Knowing what cloud native is and where it benefits enterprise operations is essential for competitive cloud development
Though some businesses are still grappling with the arduous process of migrating their products to the cloud, many now choose to build their applications in the cloud from scratch. Such applications are termed ‘cloud-native’ applications.
Cloud-native workloads are conceived with the cloud in mind, focusing on scalability, agility, and application independence. Building applications directly in the cloud is a core component of agile development and DevOps practices, allowing developers to quickly update their stack to meet business needs.
A definitive example of cloud-native workloads would be microservices, in which different elements of an application run in parallel as independent services, communicating via application programming interfaces (APIs).
“The simplest way of explaining it is by explaining what it is in opposition to,” Adrian Bradley, head of cloud transformation at KPMG, tells ITPro.

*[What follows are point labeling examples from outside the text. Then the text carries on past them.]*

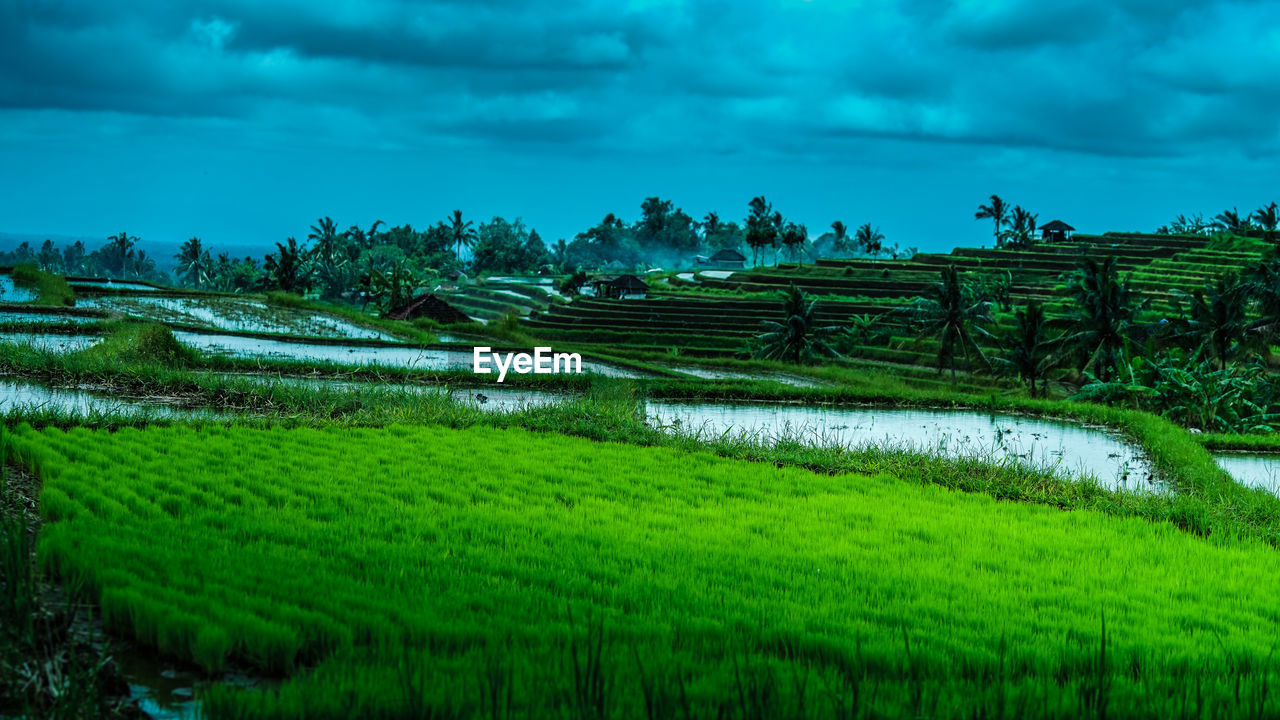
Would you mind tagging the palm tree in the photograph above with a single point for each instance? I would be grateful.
(760, 228)
(193, 263)
(711, 227)
(1031, 356)
(997, 212)
(794, 236)
(287, 267)
(1022, 228)
(841, 236)
(1215, 318)
(869, 240)
(1232, 222)
(1104, 318)
(119, 251)
(325, 233)
(1267, 219)
(462, 232)
(799, 336)
(949, 311)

Bradley explains that, unlike applications a business has migrated to the cloud, cloud-native applications have none of the architectural or technical traces of an application originally designed for a non-cloud environment. This means that they can be more efficient and can be run in isolation from legacy tech.
With the cloud having become part of the furniture at most enterprises, a cloud-native approach can be an incredibly important concept to grasp. Cloud-native applications can save a business huge amounts of development time and money, reducing downtime and improving app resiliency.
That being said, it's not without its pitfalls. Businesses need to carefully consider their digital maturity, among other things, when deciding the extent to which they incorporate cloud native into their business framework.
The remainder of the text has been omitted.